The apex policy for guiding the country’s economic development, EDP, is supposed to serve as a framework for government agencies to facilitate private sector development, formulate strategies and rules and procedures to make doing business easier.
The revision was necessary to accommodate the emerging dynamics and realities of the economy. The new EDP has endured a wide range of consultations and 65 committee meetings. We appreciate that.
The new EDP also encompasses 36 ‘game changers,’ focuses on public service delivery, export promotion and preferential treatment to cottage and small industries and financial inclusion. We appreciate that too.

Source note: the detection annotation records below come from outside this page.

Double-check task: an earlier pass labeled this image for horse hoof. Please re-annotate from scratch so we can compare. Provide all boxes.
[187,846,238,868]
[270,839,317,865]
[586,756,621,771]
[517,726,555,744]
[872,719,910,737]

But there is also bad news. Some of the provisions set in the last policies that were functional for the last seven years were not even implemented. The message we get is that our economic roadmap set in 2010 is not realised even after seven long years and we are embarking on a new EDP. Now the new EDP comes with provision for 250 policies, of which 80 percent are for new ones. In addition, there are 11 Acts. According to the new EDP that should be reviewed and revised within a year after its adoption.
We have barely three Parliament sessions left before the government dissolves. Reviewing and revising 11 Acts will be difficult. Is there enough time to frame more than 200 polices? If the government is banking the success of EDP on the new fiscal incentives, then it is being complacent. First, the fiscal incentives are barely different from the earlier one and, second, fiscal incentive is just one of the many dimensions to stimulate economic growth.
We need to have a thorough assessment of who, how many and where the most benefits of the fiscal incentives can be accrued. This is not so difficult because there is an audit report. Whatsoever, we cannot repeat the mistakes.
Going forward, the Gross National Happiness Commission is given the responsibility to review the implementation, monitoring performances and ensuring accountability and collaboration among the agencies. This is a much-needed intervention and it should stay focused to achieve these mandates prescribed by the new EDP. This should in fact be one of the targets for the commission in its performance agreement.
The key to stimulate economic and private sector growth is a business conducive environment backed by business-friendly regulations and policies. This is not achievable without support from bureaucrats who are often seen as anti-business professionals.
We are progressing and are well on track to achieve a good ranking on the ease of doing business index. We appreciate the bureaucrats for considering some reforms. But we must do more.
If building a strong, dynamic and progressive economy is a prerequisite for achieving economic self-reliance, set aside the differences for we are one nation that strives for the vision of ‘one people’.
Let the new EDP be the final milestone in our journey to a self-reliant Bhutan.